I. What is an index?

One of the best ways to reduce disk I/O and logical reads is to use the index]
The index allows SQL Server to search for data in a table without scanning the entire table.

1.1. Benefits of indexes:

When the table does not have a clustered index, it becomes a [heap or heap table]
[Heap] is a pile of unprocessed data. It uses row identifiers as pointers to storage locations. Table data is neither ordered nor searchable unless it is traversed row by row. This process is called scanning ]. When clustered indexes exist, the non-clustered index pointer is composed of the values defined by the clustered index. Therefore, clustered indexes become very important.
Because the page size is fixed, the fewer columns, the more rows that can be stored. Since non-clustered indexes generally do not contain all columns, a page usually contains more non-clustered indexes. Therefore, SQLServer can read more values from a non-clustered index page than the table containing this column.
Another benefit of non-clustered indexes is that they are independent of the structure of data tables and can be placed in different file groups to use different I/O.
The index uses the B-tree as the storage structure, so the operations required to query specific rows are minimized.

1.2 index Overhead:

Too many indexes will lead to a longer time (the CUD part in INSERT/UPDATE/DELETE/CRUD.
When designing an index, You need:
For existing production systems, the overall impact of indexes needs to be measured, and the benefits of performance should be guaranteed to exceed the additional costs of processing resources. You can use Profiler to optimize the overall workload.
You can use DMV to view the immediate benefits of focus and indexing:
Sys. dm_db_index_operational_stats or sys. dm_db_index_usage_stats
Sys. dm_db_index_operational_stats: displays low-level activities of an index being used, such as I/O and locks.
Sys. dm_db_index_usage_stats: The statistics of various operations in an index at any time.
Although the overhead required to maintain indexes for DML increases, SQLServer must first find a row before updating or deleting the index, therefore, the index may be helpful for the update and delete statements using complex where clauses.
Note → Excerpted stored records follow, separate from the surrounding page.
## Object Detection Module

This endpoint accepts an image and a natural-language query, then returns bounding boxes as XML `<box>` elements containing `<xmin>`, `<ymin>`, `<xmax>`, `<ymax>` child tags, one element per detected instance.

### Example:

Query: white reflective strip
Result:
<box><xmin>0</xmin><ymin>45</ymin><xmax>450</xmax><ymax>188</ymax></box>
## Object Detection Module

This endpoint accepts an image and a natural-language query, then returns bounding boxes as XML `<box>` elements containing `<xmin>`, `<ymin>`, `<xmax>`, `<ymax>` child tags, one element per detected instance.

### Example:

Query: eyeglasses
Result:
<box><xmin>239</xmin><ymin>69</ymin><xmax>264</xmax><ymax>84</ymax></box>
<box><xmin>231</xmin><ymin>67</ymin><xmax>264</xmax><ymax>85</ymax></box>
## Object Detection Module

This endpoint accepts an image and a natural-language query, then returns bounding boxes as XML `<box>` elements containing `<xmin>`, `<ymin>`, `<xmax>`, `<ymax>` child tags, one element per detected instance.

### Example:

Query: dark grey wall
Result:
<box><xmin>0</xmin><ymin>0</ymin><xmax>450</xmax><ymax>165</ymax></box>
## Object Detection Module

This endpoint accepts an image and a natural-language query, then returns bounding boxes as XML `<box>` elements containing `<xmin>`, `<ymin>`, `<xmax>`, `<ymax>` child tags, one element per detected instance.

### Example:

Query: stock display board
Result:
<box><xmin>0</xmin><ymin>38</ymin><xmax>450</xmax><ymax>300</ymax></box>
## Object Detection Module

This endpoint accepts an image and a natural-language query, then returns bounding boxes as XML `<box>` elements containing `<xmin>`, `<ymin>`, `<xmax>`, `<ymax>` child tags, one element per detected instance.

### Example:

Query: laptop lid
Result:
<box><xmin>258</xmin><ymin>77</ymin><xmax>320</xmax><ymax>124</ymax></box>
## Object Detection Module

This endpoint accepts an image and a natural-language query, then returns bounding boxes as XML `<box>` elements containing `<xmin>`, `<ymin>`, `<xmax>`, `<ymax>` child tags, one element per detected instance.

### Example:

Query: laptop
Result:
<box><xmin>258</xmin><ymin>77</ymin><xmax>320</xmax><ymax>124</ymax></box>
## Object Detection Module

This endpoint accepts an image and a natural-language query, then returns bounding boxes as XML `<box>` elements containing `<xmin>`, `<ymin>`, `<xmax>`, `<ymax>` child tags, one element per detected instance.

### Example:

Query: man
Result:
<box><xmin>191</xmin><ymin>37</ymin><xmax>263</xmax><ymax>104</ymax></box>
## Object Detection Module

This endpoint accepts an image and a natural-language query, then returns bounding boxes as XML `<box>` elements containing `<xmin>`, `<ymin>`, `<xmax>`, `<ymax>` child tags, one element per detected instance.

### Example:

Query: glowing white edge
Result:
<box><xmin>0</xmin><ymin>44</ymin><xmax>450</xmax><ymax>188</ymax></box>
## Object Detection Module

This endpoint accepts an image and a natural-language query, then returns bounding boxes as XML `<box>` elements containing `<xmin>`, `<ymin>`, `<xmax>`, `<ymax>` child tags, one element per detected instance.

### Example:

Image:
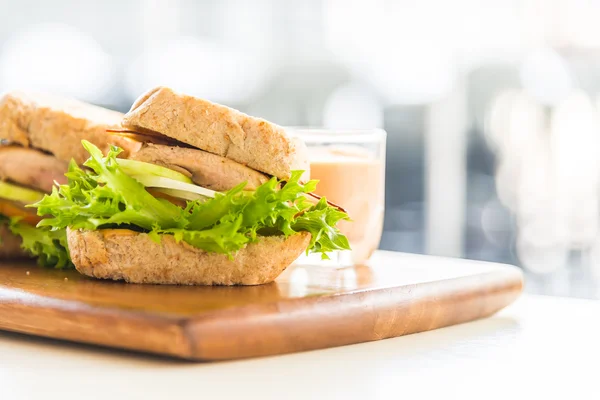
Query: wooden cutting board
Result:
<box><xmin>0</xmin><ymin>252</ymin><xmax>523</xmax><ymax>360</ymax></box>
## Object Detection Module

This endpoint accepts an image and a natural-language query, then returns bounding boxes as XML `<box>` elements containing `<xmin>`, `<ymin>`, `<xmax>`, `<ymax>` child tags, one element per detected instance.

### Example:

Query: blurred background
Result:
<box><xmin>0</xmin><ymin>0</ymin><xmax>600</xmax><ymax>298</ymax></box>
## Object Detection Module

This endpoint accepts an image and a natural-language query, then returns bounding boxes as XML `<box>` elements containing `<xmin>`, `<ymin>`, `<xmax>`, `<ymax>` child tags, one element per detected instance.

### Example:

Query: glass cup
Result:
<box><xmin>288</xmin><ymin>128</ymin><xmax>386</xmax><ymax>267</ymax></box>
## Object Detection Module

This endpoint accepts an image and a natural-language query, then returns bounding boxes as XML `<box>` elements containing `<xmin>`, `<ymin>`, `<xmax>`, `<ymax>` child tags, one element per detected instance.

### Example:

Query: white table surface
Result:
<box><xmin>0</xmin><ymin>295</ymin><xmax>600</xmax><ymax>400</ymax></box>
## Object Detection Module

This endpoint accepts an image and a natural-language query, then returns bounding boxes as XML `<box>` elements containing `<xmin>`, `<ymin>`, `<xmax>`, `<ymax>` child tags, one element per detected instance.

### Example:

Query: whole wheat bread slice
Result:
<box><xmin>122</xmin><ymin>87</ymin><xmax>309</xmax><ymax>179</ymax></box>
<box><xmin>67</xmin><ymin>229</ymin><xmax>310</xmax><ymax>285</ymax></box>
<box><xmin>0</xmin><ymin>92</ymin><xmax>139</xmax><ymax>164</ymax></box>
Ii. index design suggestions

The index design recommendations are as follows:
L check the where clause and connection condition columns;
L use narrow indexes;
L check column uniqueness;
L check the data type of the column;
L column order considerations;
L consider the index type (clustered index VS non-clustered index)

2.1 check the where clause and connection condition columns:
When a query is submitted to SQLServer, the optimizer performs the following steps:
1) The optimizer recognizes the columns contained in the where clause and connection conditions.
2) then the optimizer checks the indexes on these columns.
3) The optimizer determines the selectivity of the clause (that is, the number of rows returned) from the statistics maintained on the index to evaluate the effectiveness of each index.
4) Finally, the optimizer estimates the method for reading the limited row overhead Based on the information collected in the previous steps.
If there is no suitable where and join columns, the optimizer performs a full table scan.
Suggestion: Create an index on columns that are frequently used in the where clause or join condition to avoid table scanning. When the total data volume of a table is very small and can be put into a separate page (8 KB), the table scan may work better than the index search.

2.2 narrow indexes:
For the best performance, try to use fewer columns in the index. Avoid wide data columns.
The narrow index can include more rows than the wide index on the 8 KB index page, which can achieve the following results:
L reduce the I/O count (read less 8 KB pages)
L database cache is more effective because SQLServer can cache fewer index pages and reduce the logical read operations required for index pages in memory.
L reduce database storage space.

2.3 check column uniqueness:
Creating an index on a column with a very small range of possible values (such as gender) is not good for performance. Because the optimizer cannot use indexes to effectively reduce returned rows. Because a small range of values may cause [full table scan] or [clustered index scan ]. It is always the preferred solution to make the columns in the where clause have a large number of unique rows (or high selectivity) to limit the number of accessed rows. You should create indexes on these columns to help access small result sets.
In addition, the order of indexes created on multiple columns is related. In some cases, using the most selective column will make the index more effective.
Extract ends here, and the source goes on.